Putting a price on nature’s services to agriculture

Scientists calculate the economic value of organic farming processes

On organic farms, nature does a lot of the heavy lifting. Earthworms turn the soil. Insects prey on pests. Cover crops supply organic matter to the soil and make nitrogen available to plants. Farmers who take advantage of these natural processes can sidestep expenditures on costly and less eco-friendly alternatives.

In dollars and cents, exactly how much is Mother Nature’s labor worth?

Washington State University soil scientist John Reganold was part of an international team of scholars that put a sticker price on the benefits that nature provides agriculture. In a study funded by the New Zealand Foundation for Research, Science and Technology, scientists calculated economic values of two organic farming processes: pest control and fertilization. They compared the numbers to values of conventional, fossil fuel-based alternatives.

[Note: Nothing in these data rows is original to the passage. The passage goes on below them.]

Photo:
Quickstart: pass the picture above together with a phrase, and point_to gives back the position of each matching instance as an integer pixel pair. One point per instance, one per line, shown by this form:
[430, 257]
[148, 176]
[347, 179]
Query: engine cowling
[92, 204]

Determinants of value included factors such as market prices of crops, size of crop yields, costs of fertilizers and pesticides, predation rates of pests like aphids, and the rate of mineralization, or return of nitrogen to the soil by decay.

The difference was clear: Organic agricultural services deliver more than twice value of their conventional counterparts.

As the population surges in the decades ahead, farmers will need to produce greater quantities of food. In the face of climate change, they will be challenged to maintain yields under increasingly unstable conditions. Dr. Reganold hopes that the lure of greater value will spur a shift toward sustainable farming methods that protect future generations.